Watson Conversationでユーザーの名前だけ抜き出す


Bluemix Platformでチャットボットを作る時に必ず使うであろうWatson Conversationサービスで苦労したのでメモ。

Watson Dialogサービスのときは簡単に抽出できていたはずの名前のエンティティーを抜き出す方法が、特に日本語ではWebで確認しても見当たらないので、格闘することに。今回はその結果をまとめました。

他にWatson Conversationサービスだけで完結した方法で、適切なやり方があれば是非教えてください。

Watson Conversationサービスに関しては、例えば以下の記事が参考になります:
- Watson ConversationのTutorialを日本語でやってみた (前編)
- Watson ConversationのTutorialを日本語でやってみた (後編)

課題: ユーザーの名前だけを取り出したい

例えば、会話の中でユーザー名を聞き、後々「XXXさんにオススメな商品は〜です」というようにユーザー名を再利用するような会話の流れがあったとします。

最初にWatson Conversationから「お名前は?」と聞くことになりますが、「私は鈴木です」と答える人もいれば、「鈴木です」と答える人もいます。他にも「俺は鈴木だ」という人もいるでしょう。このブレる要素のある応答からユーザー名、この場合は「鈴木」だけを抜き出してユーザー情報としてしばらく格納しておきたいというのがモチベーションです。

特定用途向けの定義済みエンティティーはあるけど・・・

Watson Conversationサービスにはシステム・エンティティー(System Entities)と呼ばれる特殊なエンティティー(目的語に相当)があって、こちらを使うことでメッセージ内にある時刻やお金に対するエンティティーを拾ってくることが可能です。

例えば、「ダイエットを始めて何ヶ月ですか?」という問いに対して「5ヶ月です」という回答が返ってきたとします。この回答のうち「5」という数値を抜き出して後続の処理につなげたい、という要望を満たしたい、そういう場合はシステム・エンティティーの中から数値を抜き出す「@system-number」あるいは時刻を抜き出す「@system-date」を使えば良いです。

上記のように「5ヶ月です」というメッセージに対し@system-numberではピンポイントに「5」、@system-dateでは本日の日付(今日は2017-05-31)からみて5ヶ月後の日付が得られます。あとはこれをcontext内で任意の変数に保存しておけば、後々のメッセージ内で再利用可能になります。

このシステム・エンティティーは設定自体は簡単で、エンティティーの設定項目で使用したいエンティティーを有効化するだけ。ON/OFFは簡単に切り替えられます。以下のスクリーンショットでは全部有効にしていますが、不要なものはOFFっておいた方が良いかなと思います。
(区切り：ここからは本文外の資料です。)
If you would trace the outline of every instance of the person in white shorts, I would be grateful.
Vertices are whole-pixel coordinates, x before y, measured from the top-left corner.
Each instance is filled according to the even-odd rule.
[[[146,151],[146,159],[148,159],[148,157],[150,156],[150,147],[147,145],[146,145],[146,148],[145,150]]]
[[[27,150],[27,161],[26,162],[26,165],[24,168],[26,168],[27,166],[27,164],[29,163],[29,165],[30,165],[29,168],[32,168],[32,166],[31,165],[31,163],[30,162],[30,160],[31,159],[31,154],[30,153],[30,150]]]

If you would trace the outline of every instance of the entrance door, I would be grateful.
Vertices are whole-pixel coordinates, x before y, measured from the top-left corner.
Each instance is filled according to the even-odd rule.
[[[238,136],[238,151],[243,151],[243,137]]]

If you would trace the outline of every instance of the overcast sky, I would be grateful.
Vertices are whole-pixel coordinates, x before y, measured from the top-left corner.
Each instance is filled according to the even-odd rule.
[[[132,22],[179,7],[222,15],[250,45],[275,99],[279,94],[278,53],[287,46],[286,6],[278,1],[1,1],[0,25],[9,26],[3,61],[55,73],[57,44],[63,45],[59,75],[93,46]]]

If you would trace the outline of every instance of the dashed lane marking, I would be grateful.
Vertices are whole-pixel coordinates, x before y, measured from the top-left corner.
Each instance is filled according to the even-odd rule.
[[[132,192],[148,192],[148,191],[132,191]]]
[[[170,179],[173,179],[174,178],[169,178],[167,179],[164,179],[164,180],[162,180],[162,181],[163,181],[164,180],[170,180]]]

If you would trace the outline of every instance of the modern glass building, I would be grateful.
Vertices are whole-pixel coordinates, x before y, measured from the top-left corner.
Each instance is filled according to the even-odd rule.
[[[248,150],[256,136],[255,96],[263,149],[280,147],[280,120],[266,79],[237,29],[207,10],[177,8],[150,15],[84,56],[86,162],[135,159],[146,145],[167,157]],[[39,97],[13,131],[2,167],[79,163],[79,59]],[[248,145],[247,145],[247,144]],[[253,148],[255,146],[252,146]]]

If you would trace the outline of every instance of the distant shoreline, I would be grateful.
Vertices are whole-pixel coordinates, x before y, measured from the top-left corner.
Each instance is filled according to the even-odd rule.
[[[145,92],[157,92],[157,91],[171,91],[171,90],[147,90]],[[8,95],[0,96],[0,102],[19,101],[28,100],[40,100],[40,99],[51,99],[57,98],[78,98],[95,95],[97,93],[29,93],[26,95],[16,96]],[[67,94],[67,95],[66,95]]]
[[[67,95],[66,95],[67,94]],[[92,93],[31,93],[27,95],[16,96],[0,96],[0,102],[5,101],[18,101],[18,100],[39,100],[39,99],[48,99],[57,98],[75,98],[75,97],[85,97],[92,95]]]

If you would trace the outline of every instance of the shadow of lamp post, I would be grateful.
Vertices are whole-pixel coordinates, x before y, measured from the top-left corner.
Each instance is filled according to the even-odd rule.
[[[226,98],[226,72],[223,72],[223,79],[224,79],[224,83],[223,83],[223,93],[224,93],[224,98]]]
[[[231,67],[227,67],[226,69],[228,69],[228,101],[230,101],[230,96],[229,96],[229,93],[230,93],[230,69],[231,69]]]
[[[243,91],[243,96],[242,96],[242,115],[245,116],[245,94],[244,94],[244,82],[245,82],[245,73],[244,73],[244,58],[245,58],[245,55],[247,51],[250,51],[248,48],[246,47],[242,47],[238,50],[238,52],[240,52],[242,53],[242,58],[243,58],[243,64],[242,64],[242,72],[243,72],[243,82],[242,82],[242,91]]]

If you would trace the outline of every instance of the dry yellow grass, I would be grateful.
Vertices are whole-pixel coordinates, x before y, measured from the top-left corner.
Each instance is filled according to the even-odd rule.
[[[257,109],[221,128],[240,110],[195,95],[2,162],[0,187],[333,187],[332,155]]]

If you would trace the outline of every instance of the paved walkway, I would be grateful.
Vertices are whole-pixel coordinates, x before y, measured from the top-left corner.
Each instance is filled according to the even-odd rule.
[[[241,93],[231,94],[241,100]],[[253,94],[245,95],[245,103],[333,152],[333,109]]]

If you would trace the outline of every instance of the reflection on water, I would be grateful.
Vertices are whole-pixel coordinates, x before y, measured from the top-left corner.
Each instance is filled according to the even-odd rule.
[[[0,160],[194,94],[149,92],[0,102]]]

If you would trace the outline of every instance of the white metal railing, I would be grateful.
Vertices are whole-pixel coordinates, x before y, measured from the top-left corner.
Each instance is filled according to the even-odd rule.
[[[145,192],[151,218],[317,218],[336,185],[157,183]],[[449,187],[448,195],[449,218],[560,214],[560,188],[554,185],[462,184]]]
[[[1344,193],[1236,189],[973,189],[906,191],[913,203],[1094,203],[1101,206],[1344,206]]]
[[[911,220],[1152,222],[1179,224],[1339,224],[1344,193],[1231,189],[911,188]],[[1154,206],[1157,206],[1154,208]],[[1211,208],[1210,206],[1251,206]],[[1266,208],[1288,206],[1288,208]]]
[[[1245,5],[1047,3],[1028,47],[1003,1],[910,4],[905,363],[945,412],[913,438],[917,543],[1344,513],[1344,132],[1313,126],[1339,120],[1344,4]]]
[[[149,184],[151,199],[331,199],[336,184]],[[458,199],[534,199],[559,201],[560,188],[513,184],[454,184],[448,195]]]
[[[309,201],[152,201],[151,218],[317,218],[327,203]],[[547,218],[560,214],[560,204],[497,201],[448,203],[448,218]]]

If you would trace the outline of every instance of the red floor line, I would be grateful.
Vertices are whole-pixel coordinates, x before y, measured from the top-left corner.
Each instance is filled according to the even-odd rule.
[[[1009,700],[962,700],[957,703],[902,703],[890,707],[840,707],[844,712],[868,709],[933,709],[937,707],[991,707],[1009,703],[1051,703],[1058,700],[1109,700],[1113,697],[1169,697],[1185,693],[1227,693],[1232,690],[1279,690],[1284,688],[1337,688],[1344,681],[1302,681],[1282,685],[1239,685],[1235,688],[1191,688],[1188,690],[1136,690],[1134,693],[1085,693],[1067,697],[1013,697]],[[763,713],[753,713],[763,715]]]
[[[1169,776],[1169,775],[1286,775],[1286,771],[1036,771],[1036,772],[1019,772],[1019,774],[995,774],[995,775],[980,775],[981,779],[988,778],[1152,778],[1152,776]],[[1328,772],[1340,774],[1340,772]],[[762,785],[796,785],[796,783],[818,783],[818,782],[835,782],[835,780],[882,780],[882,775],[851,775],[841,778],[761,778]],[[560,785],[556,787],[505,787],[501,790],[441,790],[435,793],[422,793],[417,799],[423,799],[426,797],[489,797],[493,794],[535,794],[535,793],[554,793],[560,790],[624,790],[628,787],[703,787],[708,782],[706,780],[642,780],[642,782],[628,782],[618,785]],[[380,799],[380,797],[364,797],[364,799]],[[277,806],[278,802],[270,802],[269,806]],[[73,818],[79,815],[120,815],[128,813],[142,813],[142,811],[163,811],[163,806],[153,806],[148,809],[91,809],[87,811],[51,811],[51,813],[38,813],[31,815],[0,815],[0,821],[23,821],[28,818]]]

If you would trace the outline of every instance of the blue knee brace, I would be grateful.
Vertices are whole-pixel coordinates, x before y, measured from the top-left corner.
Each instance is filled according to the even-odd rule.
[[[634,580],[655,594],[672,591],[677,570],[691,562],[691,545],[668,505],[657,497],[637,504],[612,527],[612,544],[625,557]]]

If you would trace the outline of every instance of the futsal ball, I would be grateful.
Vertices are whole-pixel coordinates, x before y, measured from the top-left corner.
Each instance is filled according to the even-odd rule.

システム・エンティティーに関して、詳しくは以下をみてください。
Watson Developer Cloud - System entities reference

しかしながら、ユーザー名をピックアップするようなシステム・エンティティーは見る限りありません。さあどうしたものか、作るしかないか。

いざ実装

というわけで強引に作りました。

「私は鈴木です」、「僕の名前は鈴木だ」、「鈴木だよ」などのブレから「鈴木」だけをピックアップして取り出す例です。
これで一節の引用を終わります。